Milwaukee’s Third Ward is usually remembered as an Italian neighborhood. Carl Baehr reminds us that long before the Italian produce peddlers established Commission Row on Broadway, the area was Irish. In From the Emerald Isle to the Cream City, the local historian dates the Irish presence in Milwaukee from territorial days. Among them were Anglo-Irish Protestants such as Milwaukee Mayor Hans Crocker, but the majority were Irish Catholics driven from their homeland by poverty and repression.
Like most immigrants, they worked hard. One early Irish-Milwaukeean operated the ferry that crossed the Milwaukee River before the draw bridges were built. Some farmed. Many did the hard labor of teamsters and construction. By the end of the 19th century, Baehr reports, large Irish picnics were held with dancing to the tune of jigs and reels—the ancestor of today’s Irish Fest.

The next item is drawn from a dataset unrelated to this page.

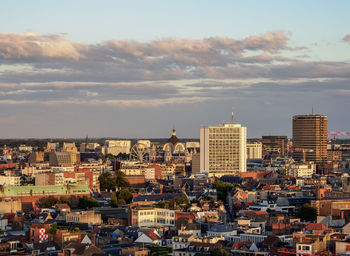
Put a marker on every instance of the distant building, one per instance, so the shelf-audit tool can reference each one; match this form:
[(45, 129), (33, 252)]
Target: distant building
[(60, 159), (115, 147), (310, 137), (10, 180), (174, 145), (223, 149), (254, 150), (25, 148), (275, 144), (301, 170), (52, 146), (49, 178), (147, 216), (89, 217)]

With extensive research in Milwaukee newspaper archives, Baehr chronicles the city’s Irish presence through the early 21st century. The community has nurtured many illustrious members, including actors Pat O’Brien and Spencer Tracy along with Daniel Hoan, the socialist mayor memorialized by the bridge spanning Milwaukee’s harbor.
There will be a launch party 6 p.m., Nov. 13 at the Milwaukee County Historical Society, 910 Old World 3rd St.